CLEVELAND — One of the best things about living near a lake during the winter is the possibility of a snowy owl sighting along Cleveland's Lake Erie shoreline.
Cleveland Metroparks Naturalist Marty Calabrese says January is “primetime” to spot these incredible raptors, in part because of their predictable presence, which varies year-to-year.
Their seasonal arrival puts bird watchers on high alert, as a new year provides a fresh slate to record these arctic wonders.
“Snowy owl sightings have been thin, but steady, coming from Burke and Hopkins airports,” Calabrese said.
Cleveland photographer Gabe Leidy spotted a snowy owl while finishing up a six mile kayaking trip in Cleveland on Dec. 28.
If you want to spot these birds, Calabrese said he takes his children near Burke Lakefront Airport for a great vantage point. Those interested can drive along North Marginal Road, accessed from East 9th Street, to gate 11 or 12 for a chance to see a snowy owl perched along the shoreline.

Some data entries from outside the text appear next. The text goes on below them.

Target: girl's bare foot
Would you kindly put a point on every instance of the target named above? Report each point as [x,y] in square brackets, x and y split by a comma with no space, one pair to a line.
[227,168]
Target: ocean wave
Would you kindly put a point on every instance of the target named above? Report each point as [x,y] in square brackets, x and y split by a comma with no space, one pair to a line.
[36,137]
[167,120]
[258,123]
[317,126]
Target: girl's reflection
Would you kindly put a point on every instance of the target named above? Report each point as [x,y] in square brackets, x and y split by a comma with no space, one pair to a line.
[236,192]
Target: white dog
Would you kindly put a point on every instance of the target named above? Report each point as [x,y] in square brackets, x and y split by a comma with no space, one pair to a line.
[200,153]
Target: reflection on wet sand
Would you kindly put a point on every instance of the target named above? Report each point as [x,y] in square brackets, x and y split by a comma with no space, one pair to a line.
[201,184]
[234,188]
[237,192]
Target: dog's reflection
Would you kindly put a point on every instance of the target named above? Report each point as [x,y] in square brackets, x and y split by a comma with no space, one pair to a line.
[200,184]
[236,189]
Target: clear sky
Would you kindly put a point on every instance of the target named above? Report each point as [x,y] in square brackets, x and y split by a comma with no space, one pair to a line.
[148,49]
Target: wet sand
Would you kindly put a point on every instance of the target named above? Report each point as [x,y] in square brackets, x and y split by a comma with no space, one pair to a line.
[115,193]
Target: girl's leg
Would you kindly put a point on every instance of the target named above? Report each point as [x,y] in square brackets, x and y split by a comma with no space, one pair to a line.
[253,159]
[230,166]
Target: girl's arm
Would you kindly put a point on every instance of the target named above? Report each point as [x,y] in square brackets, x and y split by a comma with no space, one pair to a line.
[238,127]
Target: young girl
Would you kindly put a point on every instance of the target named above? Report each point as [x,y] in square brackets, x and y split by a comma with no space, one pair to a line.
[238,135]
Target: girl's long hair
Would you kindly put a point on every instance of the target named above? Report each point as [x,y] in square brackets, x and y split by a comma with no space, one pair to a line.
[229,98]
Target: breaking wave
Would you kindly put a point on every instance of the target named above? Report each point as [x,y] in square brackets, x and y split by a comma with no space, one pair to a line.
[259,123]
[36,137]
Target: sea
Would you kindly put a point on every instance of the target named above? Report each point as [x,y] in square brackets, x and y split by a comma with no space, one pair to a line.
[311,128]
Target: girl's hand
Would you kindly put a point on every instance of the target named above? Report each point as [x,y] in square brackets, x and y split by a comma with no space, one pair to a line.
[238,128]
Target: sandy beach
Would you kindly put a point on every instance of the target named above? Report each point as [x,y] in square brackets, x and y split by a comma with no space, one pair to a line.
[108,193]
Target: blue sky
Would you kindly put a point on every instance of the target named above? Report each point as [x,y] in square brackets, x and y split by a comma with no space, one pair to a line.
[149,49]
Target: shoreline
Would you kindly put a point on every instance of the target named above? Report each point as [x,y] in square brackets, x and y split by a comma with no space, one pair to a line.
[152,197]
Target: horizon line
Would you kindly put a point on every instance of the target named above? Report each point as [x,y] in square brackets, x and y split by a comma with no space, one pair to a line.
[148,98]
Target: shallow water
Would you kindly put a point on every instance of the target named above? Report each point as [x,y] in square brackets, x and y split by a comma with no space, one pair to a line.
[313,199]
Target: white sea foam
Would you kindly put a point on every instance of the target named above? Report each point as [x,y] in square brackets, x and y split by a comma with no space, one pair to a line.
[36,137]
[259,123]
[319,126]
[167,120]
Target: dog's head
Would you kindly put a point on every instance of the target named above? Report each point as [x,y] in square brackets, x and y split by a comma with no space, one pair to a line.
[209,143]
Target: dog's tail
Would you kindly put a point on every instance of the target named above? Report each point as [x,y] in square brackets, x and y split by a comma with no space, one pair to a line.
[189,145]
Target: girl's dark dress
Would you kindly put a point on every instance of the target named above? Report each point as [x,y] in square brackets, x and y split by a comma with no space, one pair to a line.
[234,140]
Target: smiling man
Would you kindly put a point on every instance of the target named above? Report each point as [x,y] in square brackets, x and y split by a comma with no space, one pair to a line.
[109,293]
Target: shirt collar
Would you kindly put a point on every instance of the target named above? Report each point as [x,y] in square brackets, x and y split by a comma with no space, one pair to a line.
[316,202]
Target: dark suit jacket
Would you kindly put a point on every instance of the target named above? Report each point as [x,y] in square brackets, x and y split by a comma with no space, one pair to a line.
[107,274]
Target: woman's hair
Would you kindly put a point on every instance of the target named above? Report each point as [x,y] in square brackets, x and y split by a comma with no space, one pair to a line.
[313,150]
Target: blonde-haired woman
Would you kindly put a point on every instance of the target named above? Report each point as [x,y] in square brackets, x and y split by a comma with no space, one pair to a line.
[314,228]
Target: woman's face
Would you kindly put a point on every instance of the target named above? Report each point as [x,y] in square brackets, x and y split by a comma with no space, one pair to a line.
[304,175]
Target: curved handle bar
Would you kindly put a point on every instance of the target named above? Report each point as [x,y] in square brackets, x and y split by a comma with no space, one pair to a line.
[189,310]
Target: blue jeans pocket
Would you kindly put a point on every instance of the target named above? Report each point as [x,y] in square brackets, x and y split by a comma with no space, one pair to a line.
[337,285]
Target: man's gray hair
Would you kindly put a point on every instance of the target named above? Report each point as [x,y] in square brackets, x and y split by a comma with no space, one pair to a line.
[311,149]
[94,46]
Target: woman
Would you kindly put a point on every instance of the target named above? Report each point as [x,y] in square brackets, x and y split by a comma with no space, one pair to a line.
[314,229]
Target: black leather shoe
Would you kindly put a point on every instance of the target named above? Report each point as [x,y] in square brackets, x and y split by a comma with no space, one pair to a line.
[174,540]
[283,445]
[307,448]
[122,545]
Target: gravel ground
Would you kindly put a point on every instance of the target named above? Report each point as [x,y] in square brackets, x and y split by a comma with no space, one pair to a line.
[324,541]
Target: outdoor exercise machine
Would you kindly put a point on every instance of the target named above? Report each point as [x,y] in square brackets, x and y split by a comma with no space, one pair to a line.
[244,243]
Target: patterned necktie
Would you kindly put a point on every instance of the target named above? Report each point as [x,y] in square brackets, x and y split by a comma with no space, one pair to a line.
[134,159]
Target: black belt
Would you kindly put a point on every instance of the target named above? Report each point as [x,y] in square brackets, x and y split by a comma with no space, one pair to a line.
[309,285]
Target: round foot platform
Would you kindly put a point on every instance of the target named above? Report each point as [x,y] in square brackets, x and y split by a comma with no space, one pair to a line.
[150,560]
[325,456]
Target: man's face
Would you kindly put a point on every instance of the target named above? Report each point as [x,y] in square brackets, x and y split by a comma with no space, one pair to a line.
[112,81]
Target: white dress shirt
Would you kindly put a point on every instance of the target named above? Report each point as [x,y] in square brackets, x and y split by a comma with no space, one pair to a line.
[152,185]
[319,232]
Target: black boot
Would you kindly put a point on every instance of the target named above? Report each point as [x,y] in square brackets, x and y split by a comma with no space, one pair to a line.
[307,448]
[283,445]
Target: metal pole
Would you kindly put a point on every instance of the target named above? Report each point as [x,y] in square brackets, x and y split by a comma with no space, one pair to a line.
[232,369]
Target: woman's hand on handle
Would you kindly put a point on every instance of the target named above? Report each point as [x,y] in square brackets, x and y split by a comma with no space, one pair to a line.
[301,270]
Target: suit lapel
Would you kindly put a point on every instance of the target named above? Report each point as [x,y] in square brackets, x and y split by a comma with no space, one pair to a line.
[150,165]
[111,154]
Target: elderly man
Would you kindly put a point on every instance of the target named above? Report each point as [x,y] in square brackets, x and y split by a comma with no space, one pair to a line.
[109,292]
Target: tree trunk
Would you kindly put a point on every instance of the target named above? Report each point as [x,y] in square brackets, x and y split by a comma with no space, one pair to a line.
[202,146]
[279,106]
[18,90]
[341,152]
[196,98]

"Peering north across the Burke runways, you have a good chance of spotting a two-foot-tall beast of an owl at ground level," Calabrese said. "This wide-open habitat mirrors their arctic tundra breeding and hunting grounds. If your owl prowl is a fail, the occasional plane launch and landings can also impressive for kids young and grown."
The largest irruption, a phenomenon that happens when snowy owls come flooding down from the north to a specific area, in the Northeast and the Great Lakes regions in a century was during the winter of 2013-14, according to data from Project SNOWStorm , a group dedicated to tracking snowy owls. Smaller irruptions happen, on average, every four or five years, with mega-irruptions happening once or twice in a lifetime.
The seasonal distribution of snowy owls is dictated not only by the day-to-day weather but by what food is available.
Calabrese said because lemmings— the snowy owl prey supply— are plentiful in their wintering grounds this year, there is no reason for them to travel south to Cleveland for food. Lemmings, usually found near the Arctic in tundra biomes, resemble a rodent between a mole and a muskrat.
If you hear of a viewable snowy owl, naturalists like Calabrese encourage you to get outside and see it from a respectable distance.